Don't ring true to me

"I experience numbers in a very visual way, using, colours, texture, shape and form, sequences of numbers form, landscapes in my mind. It just happens. It's like having a fourth dimension."


That is a quote from the Brainman/The Boy with the Incredible Brain documentary, Daniel Tammet describing his number synaesthesia. One word in this quote makes me feel that it is not a genuine description of a synaesthete's own experiences. It is the word "using". I feel that a real synesthete wouldn't have used the word "using" here, because synaesthetes don't use or apply colours, textures, shapes or forms to their sensory experiences to transform our normal thought processes into synaesthetic thought processes. We simply experience these additional sensory experiences. We do not create our own synaesthesia. We do not perform our synaesthesia. Synaesthesia is natural to us. We do not use visual characteristics in our synaesthesia. 
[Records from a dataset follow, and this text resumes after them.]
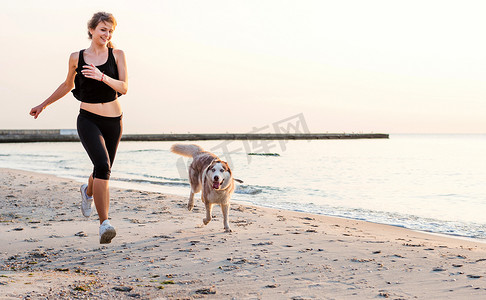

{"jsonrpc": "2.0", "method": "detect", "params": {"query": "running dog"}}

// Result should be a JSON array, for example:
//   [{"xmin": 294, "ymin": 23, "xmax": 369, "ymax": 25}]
[{"xmin": 170, "ymin": 144, "xmax": 236, "ymax": 232}]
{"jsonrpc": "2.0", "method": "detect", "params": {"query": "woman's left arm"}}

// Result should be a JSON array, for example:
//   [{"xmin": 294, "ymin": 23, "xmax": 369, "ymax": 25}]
[{"xmin": 81, "ymin": 49, "xmax": 128, "ymax": 95}]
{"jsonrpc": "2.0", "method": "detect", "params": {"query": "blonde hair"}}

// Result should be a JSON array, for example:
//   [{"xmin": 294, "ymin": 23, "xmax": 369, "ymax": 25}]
[{"xmin": 87, "ymin": 12, "xmax": 117, "ymax": 48}]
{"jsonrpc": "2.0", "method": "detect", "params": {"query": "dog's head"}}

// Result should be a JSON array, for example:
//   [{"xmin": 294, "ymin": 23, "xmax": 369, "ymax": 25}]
[{"xmin": 206, "ymin": 159, "xmax": 232, "ymax": 190}]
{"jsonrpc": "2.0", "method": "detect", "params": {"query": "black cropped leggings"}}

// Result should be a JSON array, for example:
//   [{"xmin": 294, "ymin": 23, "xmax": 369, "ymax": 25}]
[{"xmin": 77, "ymin": 109, "xmax": 122, "ymax": 180}]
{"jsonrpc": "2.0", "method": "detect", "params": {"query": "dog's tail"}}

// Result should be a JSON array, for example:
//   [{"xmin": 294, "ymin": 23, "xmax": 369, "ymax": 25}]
[{"xmin": 170, "ymin": 144, "xmax": 204, "ymax": 158}]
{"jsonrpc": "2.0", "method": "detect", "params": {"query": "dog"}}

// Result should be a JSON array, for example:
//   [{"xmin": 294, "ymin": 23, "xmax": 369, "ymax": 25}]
[{"xmin": 171, "ymin": 144, "xmax": 236, "ymax": 232}]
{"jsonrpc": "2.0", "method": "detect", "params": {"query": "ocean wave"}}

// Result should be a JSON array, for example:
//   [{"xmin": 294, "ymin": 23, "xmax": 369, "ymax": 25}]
[
  {"xmin": 58, "ymin": 165, "xmax": 76, "ymax": 170},
  {"xmin": 243, "ymin": 199, "xmax": 486, "ymax": 240},
  {"xmin": 122, "ymin": 149, "xmax": 165, "ymax": 154},
  {"xmin": 111, "ymin": 176, "xmax": 190, "ymax": 187},
  {"xmin": 142, "ymin": 174, "xmax": 188, "ymax": 183},
  {"xmin": 123, "ymin": 172, "xmax": 188, "ymax": 183},
  {"xmin": 6, "ymin": 153, "xmax": 59, "ymax": 158},
  {"xmin": 112, "ymin": 173, "xmax": 271, "ymax": 196},
  {"xmin": 235, "ymin": 185, "xmax": 263, "ymax": 195}
]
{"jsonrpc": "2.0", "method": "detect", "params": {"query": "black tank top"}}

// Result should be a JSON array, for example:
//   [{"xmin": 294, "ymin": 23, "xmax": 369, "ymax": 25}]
[{"xmin": 71, "ymin": 48, "xmax": 121, "ymax": 103}]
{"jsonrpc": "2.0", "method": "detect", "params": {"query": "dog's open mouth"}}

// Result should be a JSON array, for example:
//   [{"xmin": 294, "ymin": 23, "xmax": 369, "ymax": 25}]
[{"xmin": 212, "ymin": 180, "xmax": 222, "ymax": 189}]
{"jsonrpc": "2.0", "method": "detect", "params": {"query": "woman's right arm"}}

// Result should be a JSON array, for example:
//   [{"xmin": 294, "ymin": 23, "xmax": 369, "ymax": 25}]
[{"xmin": 30, "ymin": 52, "xmax": 78, "ymax": 119}]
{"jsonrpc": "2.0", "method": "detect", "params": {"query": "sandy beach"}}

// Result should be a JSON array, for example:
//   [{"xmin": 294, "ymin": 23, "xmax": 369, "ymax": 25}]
[{"xmin": 1, "ymin": 168, "xmax": 486, "ymax": 299}]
Two other elements of this quote strain credulity. The first is the unnatural rhythm of the way it was spoken, which is a fad that was once common in TV commercials. I think the advert people thought that if they got actors to speak in an unnatural rhythm it would subconsciously grab the TV viewer's attention. I just found it very annoying and contrived. 


The other element that I find hard to believe is Tammet's claim that sequences of numbers (spontaneously) form landscapes in his mind. This could certainly be interpreted as a description of number forms (known also as a type of spatial-sequence synaesthesia), but the problem is that this type of synaesthesia involves spatially experienced lines of numbers or sequential items, not landscapes. People who have number forms generally describe it as lines, not landscapes, for a very good reason. The fantastical shapes that they describe often could never be the shapes of landscapes. An oval ring that hangs in the air could never be the shape of a landscape. This is only one of many aspects of Tammet's self-descriptions of his own supposed synaesthesia that differs from typical reports of synaesthetes, which even the most simple Google search can retrieve in scores. I am a synaesthete, and I believe that Tammet is not one of our type.